北本市の人口の推移を見ると、昭和四十年(一九六五)には二万五七六人、昭和六十年(一九八五)には五万八一一四人と、僅か二〇年間に二・五倍も増加して、平成二年(一九九〇)には六万三九二九人に達している。増加した市民の住宅地化、商業地化および企業の進出に伴う工業用地化は、緑豊かな市域の雑木林や耕作地の減少をもたらす結果となった。そのために行われた開発行為は、場所により計画的に行われたものの、大部分の地域では急激な人口増は乱開発につながってしまった。

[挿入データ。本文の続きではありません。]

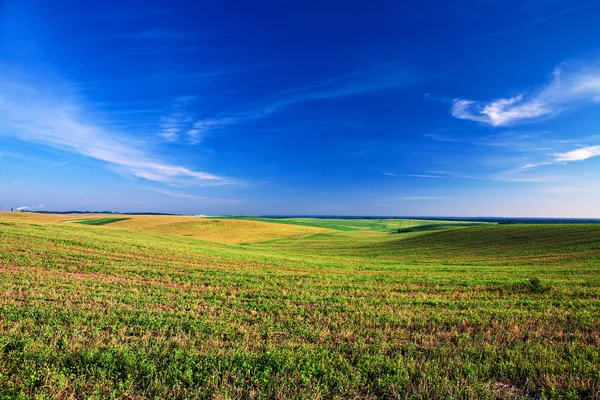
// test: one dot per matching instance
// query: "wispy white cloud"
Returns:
(578, 154)
(195, 197)
(10, 184)
(387, 76)
(172, 125)
(571, 86)
(50, 118)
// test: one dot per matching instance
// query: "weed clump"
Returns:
(535, 285)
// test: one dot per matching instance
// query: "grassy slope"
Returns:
(213, 229)
(99, 221)
(360, 224)
(95, 311)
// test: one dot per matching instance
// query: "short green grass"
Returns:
(99, 221)
(482, 312)
(373, 224)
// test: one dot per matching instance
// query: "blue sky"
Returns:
(470, 108)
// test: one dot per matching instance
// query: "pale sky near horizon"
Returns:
(470, 108)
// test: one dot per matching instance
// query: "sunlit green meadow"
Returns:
(151, 307)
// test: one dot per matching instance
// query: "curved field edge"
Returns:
(365, 224)
(96, 312)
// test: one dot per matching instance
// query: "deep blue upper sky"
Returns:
(471, 108)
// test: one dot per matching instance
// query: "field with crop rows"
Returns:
(187, 307)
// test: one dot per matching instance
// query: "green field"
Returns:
(170, 307)
(99, 221)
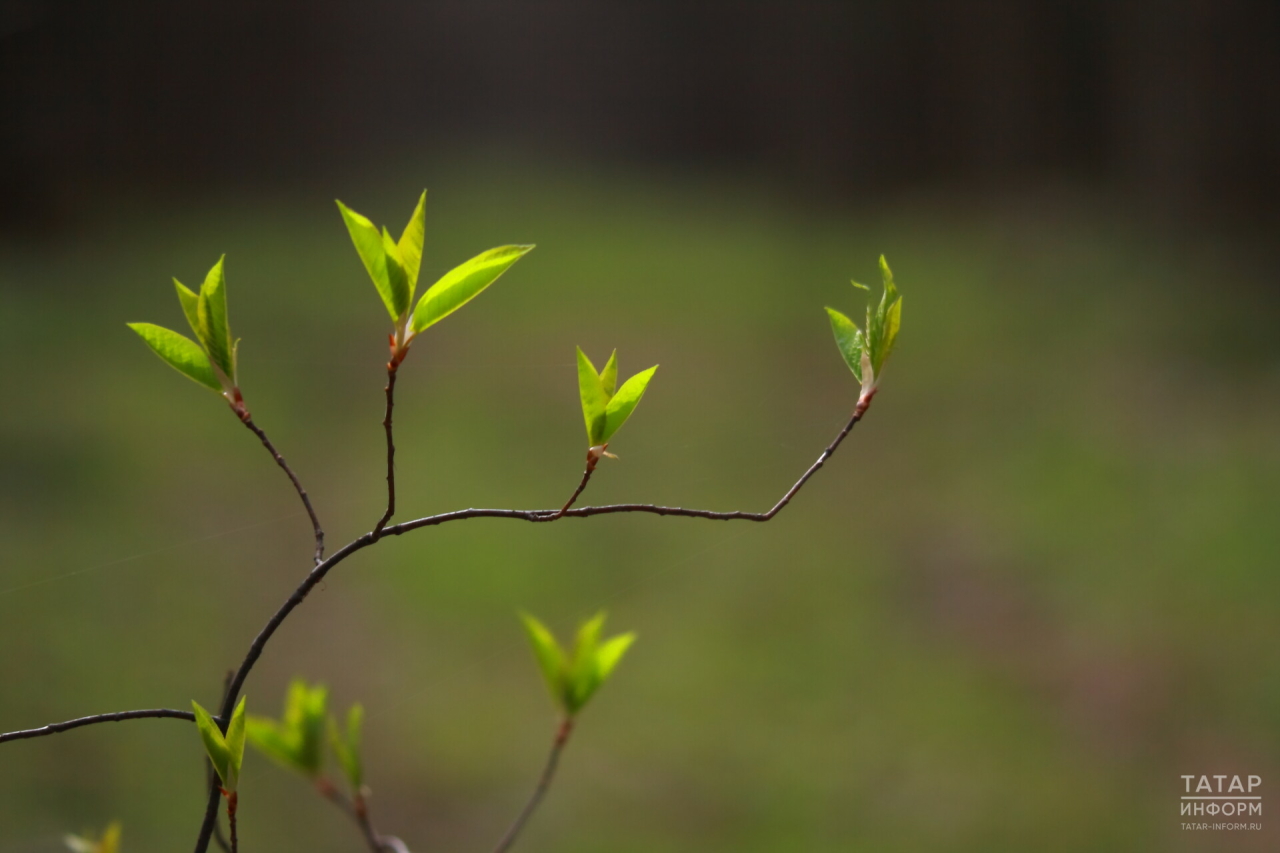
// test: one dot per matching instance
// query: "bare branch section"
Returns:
(324, 566)
(392, 370)
(293, 478)
(544, 784)
(118, 716)
(592, 460)
(357, 811)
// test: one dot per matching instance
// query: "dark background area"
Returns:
(1175, 103)
(1036, 587)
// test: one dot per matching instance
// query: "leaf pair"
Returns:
(393, 265)
(604, 409)
(296, 740)
(865, 352)
(225, 751)
(108, 843)
(572, 679)
(211, 361)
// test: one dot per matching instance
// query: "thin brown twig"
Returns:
(544, 784)
(357, 811)
(392, 370)
(592, 460)
(323, 568)
(302, 493)
(117, 716)
(318, 574)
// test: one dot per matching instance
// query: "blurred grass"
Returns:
(1034, 587)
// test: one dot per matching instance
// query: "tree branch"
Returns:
(592, 460)
(118, 716)
(320, 570)
(392, 370)
(357, 811)
(302, 493)
(544, 783)
(324, 566)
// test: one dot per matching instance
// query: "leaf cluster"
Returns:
(574, 676)
(297, 739)
(394, 264)
(867, 350)
(225, 751)
(210, 359)
(606, 406)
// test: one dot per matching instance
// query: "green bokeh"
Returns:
(1036, 585)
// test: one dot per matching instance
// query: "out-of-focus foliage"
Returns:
(296, 740)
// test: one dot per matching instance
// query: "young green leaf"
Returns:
(215, 744)
(109, 843)
(595, 400)
(609, 375)
(274, 742)
(547, 652)
(867, 350)
(849, 338)
(347, 748)
(179, 352)
(611, 652)
(464, 283)
(190, 302)
(297, 739)
(211, 314)
(396, 278)
(624, 402)
(574, 680)
(411, 243)
(369, 246)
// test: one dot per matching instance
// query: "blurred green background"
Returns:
(1033, 589)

商・住地、雑木林や湿地を含む草地などの永久緑地、そして市民に新鮮な農産物を提供する生産緑地(耕作地)などの十分な都市計画がされないままに開発行為が先行し、僅かに市街化調整区域の指定のみが消極的に自然を護る機能を果たしているにすぎない。
他市では市内にある神社仏閣が緑地として重要な役割を果たしているが、市域における特徴的なことは、神社仏閣以外に市の中心部に雑木林が点在している点である。平成四年(一九九二)にその一部を市が保全することを決定した施策は他の市町村から注目されている。東部の赤堀川流域では減反政策による休耕地が放置されたまま、湿性植物の生えた草地を出現させている。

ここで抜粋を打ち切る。